Every line in the configuration file contains configuration for single attribute. Every line is composed of RDF attribute name, the equal sign and a list of MARC elements to assign to the attribute. RDF name of an attribute can be found in administrator application (editing panel for an attribute). MARC elements which may be imported are, inter alia, subfield value, characters from control fields etc. If attribute's RDF name is not specified no values will be assigned to the attribtue.

A record defining a MARC field number which value is to be imported into attribute value has the following basic syntax: AAAb;, where AAA is a three-digit number and b is a subfield code. It is also possible to combine MARC subfield or extract a range of characters from control fields. Note that the sign ; (semicolon) is a part of this syntax and is necessary for a proper configuration.

It is possible to omit the subfield code as well as use the multi-value code. Details and examples of it are presented below.

  • 100; - an example of field number.

    Such a record will either import the value of a the field (note that some fields in MARC format, for instance control fields which numbers are smaller than 010, never have subfields) or import the values of all subfields of this field into an attribute value. Every subfield value will be imported as a separate attribute value.

  • 260c; - an example of filed number with subfield code.

    Such a record will import just the value of a certain subfield into attribute value.

  • 6XX; - an example of multi-value code.

    Such a record will import the values of all fields and subfields at range 600 - 699. In this way you cannot specify certain subfield codes. It is also possible to define for instance such a record: 65X; , which will analogically import values from fields at range 650 - 699.

  • 245:${a} ${b} ${n}; - an example for combining MARC subfields into one value.

    We can split this entry into two parts which are separated by the “:” (colon) character:

    1. 245 - field number which subfields will be combined into a value

    2. ${a} ${b} ${n} - template which defines how to combine the subfields.

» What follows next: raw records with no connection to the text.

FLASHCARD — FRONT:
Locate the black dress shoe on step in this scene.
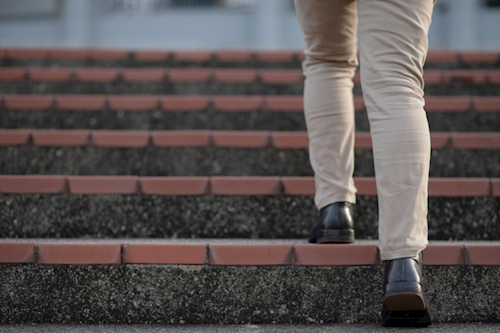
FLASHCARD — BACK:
[382,252,431,327]
[309,202,354,244]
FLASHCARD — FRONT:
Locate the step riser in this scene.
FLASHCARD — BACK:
[0,58,500,69]
[0,265,500,324]
[0,82,500,96]
[0,146,500,178]
[0,110,500,132]
[0,194,500,240]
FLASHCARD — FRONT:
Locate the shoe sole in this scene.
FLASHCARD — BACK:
[384,294,425,311]
[316,229,354,244]
[381,303,432,327]
[384,282,425,311]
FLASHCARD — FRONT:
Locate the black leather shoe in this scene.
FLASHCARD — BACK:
[309,202,354,244]
[382,252,431,326]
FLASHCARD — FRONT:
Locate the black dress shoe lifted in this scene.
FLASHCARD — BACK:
[309,202,354,244]
[382,252,431,327]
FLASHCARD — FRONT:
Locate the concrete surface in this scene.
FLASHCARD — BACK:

    The entry ${a} means that in its place value from “a” subfield should be placed. The subfield is a subfield of field number placed before the “:” character - in this case it is 245 field. So the 245:${a} ${b} ${n}; template will combine 245 field's subfields (a, b and n) in one value. These subfields will be separated with space (as specified in the template). For example if the subfield 245a has “first value” value, subfield 245b has “second value” value and subfield 245n has “third value” value then the result will be “first value second value third value”. If there is a need to separate these values with anothed character (not space) place them instead of the space in the template (e.g. 245:${a}-${b} subfield n: ${n};). There are few exceptions --- characters “;” (semicolon), “\” (backslash) and “$” - to interpret these characters correctly by the application two additional backslashes have to be placed before (e.g. 245:${a} ${b}\\;${n};).

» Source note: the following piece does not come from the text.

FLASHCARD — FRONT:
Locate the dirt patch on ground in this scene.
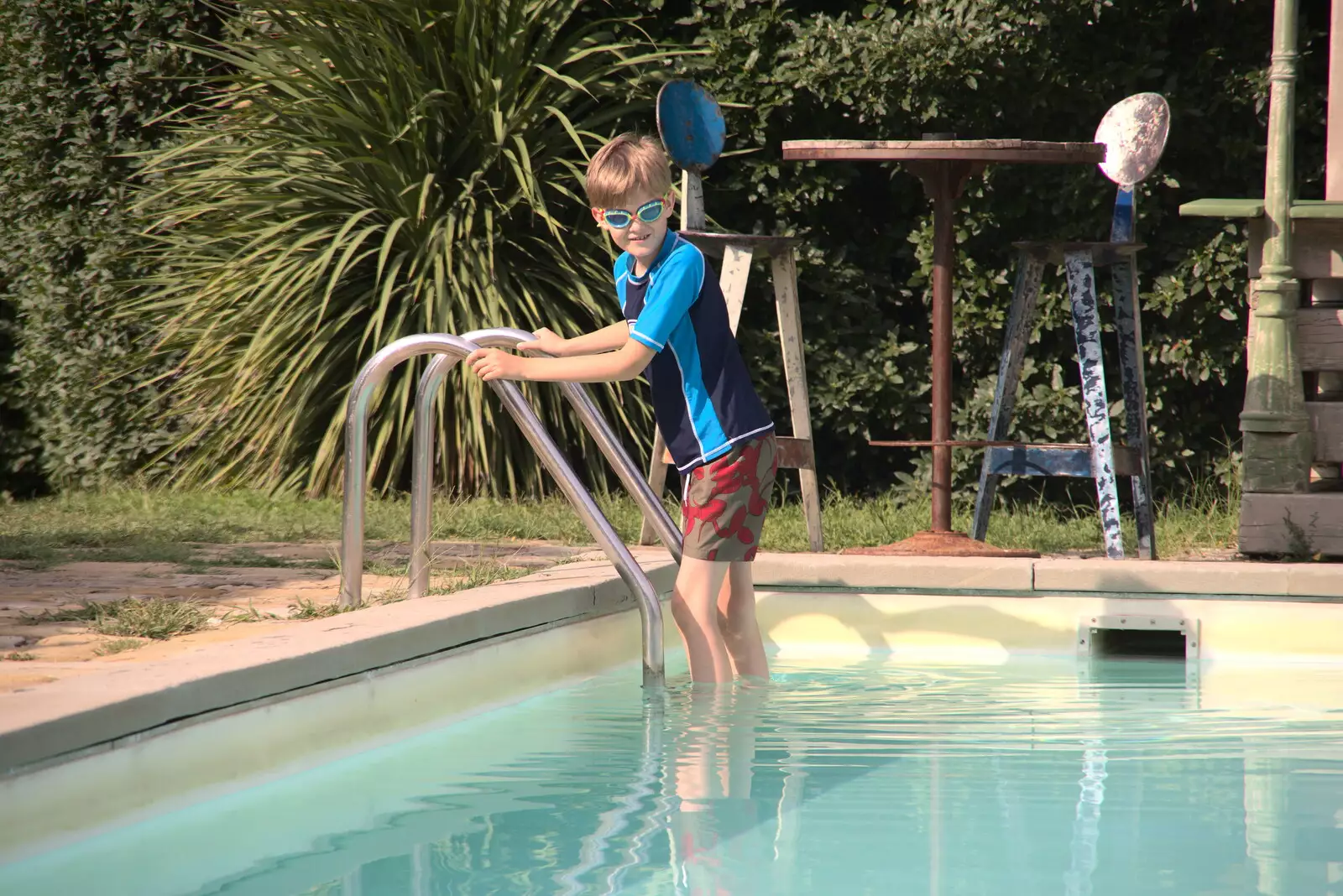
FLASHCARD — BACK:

  • 008/35-37 - concerns only control fields - it means extracting a range of chararcers from the control field.

    This template is combined from two parts separated by the slash character (“/”):

    1. 008 - the number of control field which range of characters will be extracted from

    2. 35-37 - this is the rance of characters which will be extracted from the filed number which is placed before slash (“/”).

    The entry means that the character on the position 35, 36 and 37 from the 008 control field will make the value. If the 008 control field, on the 35th position has an “e” character, on the 36th position has an “n” character and on the 37th position has a “g” character then the value of such a entry will be “eng”. If it is needed to extract only one character from a given position simply specify the character position after the slash character, e.g. 008/30.